UN peacekeepers’ attack helicopters failed to stop rebels in the eastern Democratic Republic of the Congo (DR Congo) from seizing another town on Saturday, as the UN Security Council demanded an end to foreign support for rebels closing in on a provincial capital.
A UN peacekeeping spokesman said the M23 rebels had taken the town of Kibumba, which lies 25km north of Goma, the provincial capital of North Kivu Province, which borders Rwanda and Uganda.
The rebel victory came despite the UN’s decision to send in attack helicopters to support Congolese troops. In New York, the 15-nation Security Council went into an emergency session on the crisis.
With M23 rebels less than 20km from Goma, the main city in the mineral-rich region, UN Secretary-General Ban Ki-moon appealed to Rwandan President Paul Kagame to “use his influence on M23,” UN Under-Secretary-General for Peacekeeping Operations Herve Ladsous said.
Rwanda has denied a report by UN experts that it has backed the rebels. Ladsous said the UN could not confirm whether Rwanda is helping the new rebel offensive, but told reporters that M23 “attacking forces are well-equipped and very well supplied.”

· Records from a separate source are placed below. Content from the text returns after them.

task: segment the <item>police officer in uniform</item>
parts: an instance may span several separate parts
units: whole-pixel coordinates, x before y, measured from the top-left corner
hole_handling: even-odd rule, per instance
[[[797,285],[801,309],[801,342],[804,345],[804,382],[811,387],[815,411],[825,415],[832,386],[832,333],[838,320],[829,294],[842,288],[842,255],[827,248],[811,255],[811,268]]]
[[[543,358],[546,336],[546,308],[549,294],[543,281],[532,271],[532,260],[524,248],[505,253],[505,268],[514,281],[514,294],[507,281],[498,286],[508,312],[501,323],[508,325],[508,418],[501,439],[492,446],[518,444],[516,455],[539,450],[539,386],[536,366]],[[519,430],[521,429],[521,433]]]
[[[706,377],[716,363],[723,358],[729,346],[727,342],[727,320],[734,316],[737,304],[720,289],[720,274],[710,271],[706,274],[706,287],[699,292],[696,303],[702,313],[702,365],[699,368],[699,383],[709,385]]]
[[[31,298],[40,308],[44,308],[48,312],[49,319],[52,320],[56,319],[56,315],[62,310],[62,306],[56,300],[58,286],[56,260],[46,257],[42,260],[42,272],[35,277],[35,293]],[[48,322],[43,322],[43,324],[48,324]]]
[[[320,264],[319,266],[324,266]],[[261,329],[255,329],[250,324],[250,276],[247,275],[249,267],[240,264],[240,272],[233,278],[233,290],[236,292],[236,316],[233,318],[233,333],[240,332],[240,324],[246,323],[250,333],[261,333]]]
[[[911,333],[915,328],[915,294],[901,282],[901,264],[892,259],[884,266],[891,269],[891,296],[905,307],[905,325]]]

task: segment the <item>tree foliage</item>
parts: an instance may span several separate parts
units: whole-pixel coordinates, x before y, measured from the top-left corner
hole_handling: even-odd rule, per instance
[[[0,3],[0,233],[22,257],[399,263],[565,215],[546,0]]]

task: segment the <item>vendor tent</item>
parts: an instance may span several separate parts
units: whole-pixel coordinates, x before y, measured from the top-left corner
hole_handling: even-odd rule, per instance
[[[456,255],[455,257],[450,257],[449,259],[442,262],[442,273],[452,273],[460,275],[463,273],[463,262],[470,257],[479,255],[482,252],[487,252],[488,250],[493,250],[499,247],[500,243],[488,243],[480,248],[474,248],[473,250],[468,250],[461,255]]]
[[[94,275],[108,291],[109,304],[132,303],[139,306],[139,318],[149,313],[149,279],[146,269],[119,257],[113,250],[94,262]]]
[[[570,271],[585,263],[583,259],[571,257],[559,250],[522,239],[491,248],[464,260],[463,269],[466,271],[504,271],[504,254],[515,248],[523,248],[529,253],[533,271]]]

A council statement demanded an end to the M23 advance and vowed new sanctions against the group’s leaders and those who help it breach UN sanctions.
The latest fighting has forced more than 7,000 people to flee to the already packed Kanyarucinya Displaced Persons’ Camp, about 10km outside Goma.

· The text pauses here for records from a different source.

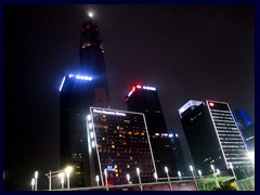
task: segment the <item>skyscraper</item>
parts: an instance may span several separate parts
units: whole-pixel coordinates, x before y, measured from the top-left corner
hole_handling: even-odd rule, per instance
[[[80,74],[65,76],[60,88],[61,166],[74,166],[72,186],[90,184],[87,113],[109,105],[104,48],[90,17],[81,26],[79,57]]]
[[[177,174],[174,156],[156,88],[136,84],[126,96],[128,110],[145,115],[158,177]]]
[[[104,62],[104,46],[99,27],[91,17],[82,24],[80,35],[80,69],[93,78],[95,106],[108,107],[109,96]]]
[[[87,118],[91,184],[102,185],[154,181],[156,172],[144,114],[91,107]],[[106,173],[104,173],[106,170]],[[107,181],[107,182],[106,182]]]
[[[244,109],[232,112],[248,151],[255,152],[255,123]]]
[[[242,134],[225,102],[188,101],[179,109],[183,130],[196,169],[210,173],[210,165],[237,178],[253,173]]]

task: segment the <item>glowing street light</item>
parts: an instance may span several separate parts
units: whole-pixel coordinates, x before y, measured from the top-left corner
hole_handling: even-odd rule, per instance
[[[64,172],[58,173],[58,178],[61,178],[62,188],[64,188]]]
[[[141,182],[141,177],[140,177],[140,169],[139,169],[139,168],[136,168],[136,173],[138,173],[138,177],[139,177],[140,190],[143,191],[143,186],[142,186],[142,182]]]
[[[130,176],[129,176],[129,173],[127,173],[127,180],[128,180],[128,184],[130,184]]]
[[[31,191],[34,191],[34,187],[35,187],[35,178],[31,179],[30,184],[31,184]]]
[[[196,179],[195,179],[194,171],[193,171],[193,166],[190,166],[190,169],[191,169],[192,174],[193,174],[193,180],[194,180],[194,183],[195,183],[195,185],[196,185],[196,190],[198,190],[198,187],[197,187],[197,181],[196,181]]]
[[[69,188],[69,174],[73,171],[73,167],[68,166],[65,169],[66,176],[67,176],[67,188]]]
[[[157,180],[158,180],[158,176],[157,176],[156,172],[154,172],[154,178],[155,178],[155,181],[157,182]]]
[[[202,173],[202,171],[200,171],[200,170],[198,170],[198,176],[199,176],[199,178],[202,179],[202,177],[203,177],[203,173]]]
[[[38,171],[35,171],[35,184],[36,184],[35,190],[36,191],[37,191],[37,179],[38,179]]]
[[[93,12],[89,12],[88,15],[89,15],[90,17],[93,17],[93,16],[94,16]]]
[[[171,186],[171,182],[170,182],[170,177],[169,177],[169,173],[168,173],[168,167],[165,167],[165,171],[166,171],[166,174],[167,174],[167,178],[168,178],[170,191],[172,191],[172,186]]]
[[[181,180],[181,171],[178,171],[178,176],[179,176],[179,178],[180,178],[180,180]]]
[[[213,165],[210,165],[212,171],[213,171],[213,177],[214,177],[214,180],[216,180],[216,186],[217,187],[220,187],[220,184],[219,184],[219,180],[217,178],[217,173],[214,172],[214,166]]]
[[[100,177],[99,176],[95,176],[95,181],[96,181],[96,185],[99,186],[99,182],[100,182]]]
[[[108,186],[107,186],[107,170],[104,169],[104,174],[105,174],[105,186],[106,186],[106,191],[108,191]]]

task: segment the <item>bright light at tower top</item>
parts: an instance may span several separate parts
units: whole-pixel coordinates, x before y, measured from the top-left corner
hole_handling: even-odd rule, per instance
[[[93,12],[88,12],[88,15],[89,15],[90,17],[93,17],[93,16],[94,16]]]

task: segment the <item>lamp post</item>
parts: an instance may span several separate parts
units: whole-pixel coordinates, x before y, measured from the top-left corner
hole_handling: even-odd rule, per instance
[[[35,191],[37,191],[37,179],[38,179],[38,171],[35,171],[35,183],[36,183]]]
[[[181,180],[181,171],[178,171],[178,176],[179,176],[179,178],[180,178],[180,180]]]
[[[128,184],[130,184],[130,176],[129,176],[129,173],[127,173],[127,180],[128,180]]]
[[[72,171],[73,171],[73,167],[70,167],[70,166],[66,167],[65,172],[67,176],[67,188],[69,188],[69,176],[70,176]]]
[[[200,179],[203,178],[203,173],[202,173],[200,170],[198,170],[198,176],[199,176]]]
[[[232,170],[232,173],[233,173],[233,176],[234,176],[234,178],[235,178],[235,187],[236,187],[236,190],[238,191],[238,186],[237,186],[237,184],[236,184],[236,181],[237,181],[237,178],[236,178],[236,174],[235,174],[235,171],[234,171],[234,168],[233,168],[233,165],[232,164],[230,164],[230,168],[231,168],[231,170]]]
[[[31,191],[34,191],[34,187],[35,187],[35,178],[31,179],[30,184],[31,184]]]
[[[61,172],[61,173],[58,174],[58,178],[61,178],[62,188],[64,188],[64,172]]]
[[[193,166],[190,166],[190,169],[191,169],[192,174],[193,174],[193,180],[194,180],[194,183],[195,183],[196,190],[198,191],[197,181],[196,181],[196,179],[195,179],[194,171],[193,171]]]
[[[136,174],[139,177],[139,184],[140,184],[140,191],[143,191],[142,182],[141,182],[141,177],[140,177],[140,169],[136,168]]]
[[[100,177],[99,176],[95,176],[95,181],[96,181],[96,185],[99,186],[100,185]]]
[[[170,177],[169,177],[169,173],[168,173],[168,167],[165,167],[165,171],[166,171],[166,174],[167,174],[167,178],[168,178],[170,191],[172,191],[172,186],[171,186],[171,182],[170,182]]]
[[[104,174],[105,174],[105,186],[106,186],[106,191],[108,191],[108,186],[107,186],[107,170],[104,169]]]
[[[214,172],[214,166],[211,165],[210,167],[211,167],[211,169],[213,171],[213,177],[214,177],[214,180],[216,180],[216,186],[220,188],[219,180],[217,178],[217,173]]]
[[[158,180],[158,176],[157,176],[156,172],[154,172],[154,178],[155,178],[155,182],[157,182],[157,180]]]

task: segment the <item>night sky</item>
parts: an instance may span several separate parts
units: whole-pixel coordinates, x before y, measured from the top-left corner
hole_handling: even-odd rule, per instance
[[[4,5],[4,187],[39,188],[58,170],[58,88],[79,70],[79,36],[93,11],[105,49],[110,107],[135,83],[156,87],[182,139],[188,100],[227,102],[255,120],[253,5]],[[183,142],[185,145],[185,142]],[[54,181],[53,181],[54,183]]]

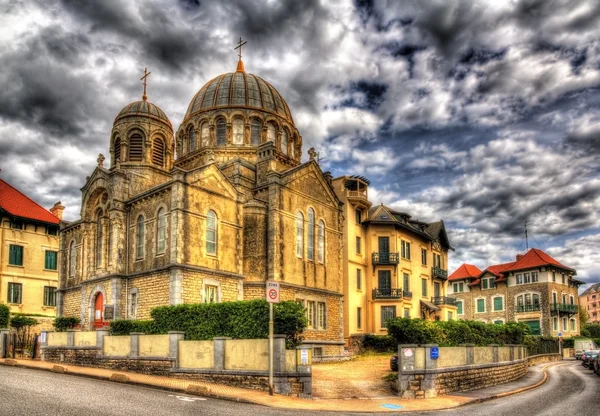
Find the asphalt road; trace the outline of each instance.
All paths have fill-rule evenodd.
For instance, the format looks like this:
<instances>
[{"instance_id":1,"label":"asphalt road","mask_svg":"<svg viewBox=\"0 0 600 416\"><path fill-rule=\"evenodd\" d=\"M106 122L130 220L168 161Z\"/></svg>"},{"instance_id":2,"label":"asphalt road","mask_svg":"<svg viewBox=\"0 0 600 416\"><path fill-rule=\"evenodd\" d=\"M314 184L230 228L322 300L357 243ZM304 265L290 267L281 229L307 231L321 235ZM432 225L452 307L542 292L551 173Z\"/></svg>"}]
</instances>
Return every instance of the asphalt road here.
<instances>
[{"instance_id":1,"label":"asphalt road","mask_svg":"<svg viewBox=\"0 0 600 416\"><path fill-rule=\"evenodd\" d=\"M0 415L316 415L0 366ZM404 413L407 414L407 413ZM600 415L600 377L580 362L552 367L541 387L518 395L428 412L439 415Z\"/></svg>"}]
</instances>

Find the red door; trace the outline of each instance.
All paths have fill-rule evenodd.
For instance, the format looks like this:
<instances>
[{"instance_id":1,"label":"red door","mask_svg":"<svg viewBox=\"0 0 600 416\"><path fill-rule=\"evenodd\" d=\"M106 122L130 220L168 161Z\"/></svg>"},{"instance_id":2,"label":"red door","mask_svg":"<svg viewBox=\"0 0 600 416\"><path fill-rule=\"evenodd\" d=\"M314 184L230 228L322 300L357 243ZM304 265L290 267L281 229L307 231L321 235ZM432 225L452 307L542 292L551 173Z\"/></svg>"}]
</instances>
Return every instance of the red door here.
<instances>
[{"instance_id":1,"label":"red door","mask_svg":"<svg viewBox=\"0 0 600 416\"><path fill-rule=\"evenodd\" d=\"M102 328L104 326L104 296L102 293L96 295L94 307L94 328Z\"/></svg>"}]
</instances>

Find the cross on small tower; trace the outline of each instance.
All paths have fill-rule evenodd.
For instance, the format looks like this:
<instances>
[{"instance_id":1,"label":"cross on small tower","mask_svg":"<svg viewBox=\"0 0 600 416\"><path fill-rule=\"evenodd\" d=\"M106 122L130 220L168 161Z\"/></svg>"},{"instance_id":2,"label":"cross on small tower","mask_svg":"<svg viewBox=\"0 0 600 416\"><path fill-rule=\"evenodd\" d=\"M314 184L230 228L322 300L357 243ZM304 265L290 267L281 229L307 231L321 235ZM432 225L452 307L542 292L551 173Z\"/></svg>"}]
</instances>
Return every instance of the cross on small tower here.
<instances>
[{"instance_id":1,"label":"cross on small tower","mask_svg":"<svg viewBox=\"0 0 600 416\"><path fill-rule=\"evenodd\" d=\"M142 95L142 100L146 101L148 99L148 96L146 95L146 85L147 85L147 78L148 75L150 75L152 72L148 72L148 68L144 68L144 76L140 78L140 81L144 81L144 95Z\"/></svg>"},{"instance_id":2,"label":"cross on small tower","mask_svg":"<svg viewBox=\"0 0 600 416\"><path fill-rule=\"evenodd\" d=\"M233 48L233 50L239 49L238 57L240 58L240 61L242 60L242 46L244 46L246 43L248 43L248 41L242 41L242 38L240 37L240 41L238 42L238 46L236 46L235 48Z\"/></svg>"}]
</instances>

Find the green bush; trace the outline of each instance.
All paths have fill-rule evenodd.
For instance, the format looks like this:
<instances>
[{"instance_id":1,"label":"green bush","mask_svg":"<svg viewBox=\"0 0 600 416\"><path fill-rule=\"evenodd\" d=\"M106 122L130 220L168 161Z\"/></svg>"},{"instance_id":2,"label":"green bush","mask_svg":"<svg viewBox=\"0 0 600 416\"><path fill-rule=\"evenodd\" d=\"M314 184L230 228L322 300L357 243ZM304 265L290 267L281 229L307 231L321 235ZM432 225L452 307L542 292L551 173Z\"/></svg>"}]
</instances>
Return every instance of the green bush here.
<instances>
[{"instance_id":1,"label":"green bush","mask_svg":"<svg viewBox=\"0 0 600 416\"><path fill-rule=\"evenodd\" d=\"M0 328L8 328L10 321L10 309L3 303L0 303Z\"/></svg>"},{"instance_id":2,"label":"green bush","mask_svg":"<svg viewBox=\"0 0 600 416\"><path fill-rule=\"evenodd\" d=\"M73 329L79 325L80 319L73 316L57 316L54 318L54 329L58 332L65 332L67 329Z\"/></svg>"}]
</instances>

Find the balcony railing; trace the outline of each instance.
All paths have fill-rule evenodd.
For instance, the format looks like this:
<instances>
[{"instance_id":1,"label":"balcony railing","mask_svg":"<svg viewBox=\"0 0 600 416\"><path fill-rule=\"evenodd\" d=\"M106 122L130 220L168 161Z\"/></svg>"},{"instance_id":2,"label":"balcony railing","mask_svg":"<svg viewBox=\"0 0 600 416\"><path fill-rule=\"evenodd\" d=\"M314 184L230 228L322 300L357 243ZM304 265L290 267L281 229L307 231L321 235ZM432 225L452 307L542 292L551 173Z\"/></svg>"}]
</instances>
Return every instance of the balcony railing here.
<instances>
[{"instance_id":1,"label":"balcony railing","mask_svg":"<svg viewBox=\"0 0 600 416\"><path fill-rule=\"evenodd\" d=\"M400 256L398 253L386 253L383 251L373 253L373 264L398 264Z\"/></svg>"},{"instance_id":2,"label":"balcony railing","mask_svg":"<svg viewBox=\"0 0 600 416\"><path fill-rule=\"evenodd\" d=\"M552 312L577 313L579 312L579 306L568 303L553 303Z\"/></svg>"},{"instance_id":3,"label":"balcony railing","mask_svg":"<svg viewBox=\"0 0 600 416\"><path fill-rule=\"evenodd\" d=\"M434 305L454 305L456 306L456 298L449 298L448 296L434 296L431 298Z\"/></svg>"},{"instance_id":4,"label":"balcony railing","mask_svg":"<svg viewBox=\"0 0 600 416\"><path fill-rule=\"evenodd\" d=\"M373 289L373 299L401 299L402 289Z\"/></svg>"},{"instance_id":5,"label":"balcony railing","mask_svg":"<svg viewBox=\"0 0 600 416\"><path fill-rule=\"evenodd\" d=\"M448 279L448 270L444 270L441 267L432 267L431 268L431 275L433 276L434 279L443 279L446 280Z\"/></svg>"},{"instance_id":6,"label":"balcony railing","mask_svg":"<svg viewBox=\"0 0 600 416\"><path fill-rule=\"evenodd\" d=\"M517 305L517 313L519 312L537 312L541 309L540 305Z\"/></svg>"}]
</instances>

Fears are growing that the rebels might try to take Goma itself.
Saturday’s fighting was just the latest clash last week between the army and the rebels of the M23 group, composed of ethnic Tutsi army mutineers.
While each side blamed the other for the latest violence, the UN’s peacekeeping mission, MONUSCO, said the M23 had launched an offensive with heavy weapons early on Saturday.
As a result, the UN mission had deployed its peacekeepers to protect civilians.
“As part of this, 10 missions were carried out by [MONUSCO] attack helicopters,” it said in a statement. “MONUSCO firmly condemns the renewal of hostilities. It calls on the M23 to immediately halt its attacks, which have caused a deterioration of the already fragile security and humanitarian situation.”
The attack helicopters, provided by Ukraine, were put on standby on Friday after the M23 attacked the DR Congolese army north of Goma.
MONUSCO said the latest fighting was taking place about 5km from the Kanyarucinya camp, which currently holds between 60,000 and 80,000 displaced people.
The UN peacekeeping spokesman said the Congolese forces and MONUSCO peacekeepers “are attempting to hold off a possible M23 advance toward Goma at Kibati,” about 20km to the north.
The clashes are the most serious in the rebellion since July, when UN attack helicopters were last put into action against the M23.
UN experts have said Rwanda and Uganda back the rebels, a charge fiercely denied by both countries.
As the fighting flared, the DR Congo government and army leveled fresh accusations that the M23 were getting help from Rwanda.
DR Congo government spokesman Lambert Mende said the latest fighting erupted when 4,000 men descended in columns on the country’s territory from Rwanda.
Olivier Hamuli, a DR Congo army spokesman in North Kivu Province, said the M23 was clearly receiving support from Rwanda.
“I was at the front line myself and the shots came from Rwanda,” he told reporters.
Hamuli said the Congolese army was to launch a new offensive yesterday morning “to retake Kibumba and advance on the M23’s positions wherever they are.”
The M23 rebels are former fighters in the Tutsi rebel group, the National Congress for the Defence of the People.
The congress was integrated into the DR Congo military under a 2009 peace deal, but the mutineers say they rebeled because the terms of the deal were never fully implemented.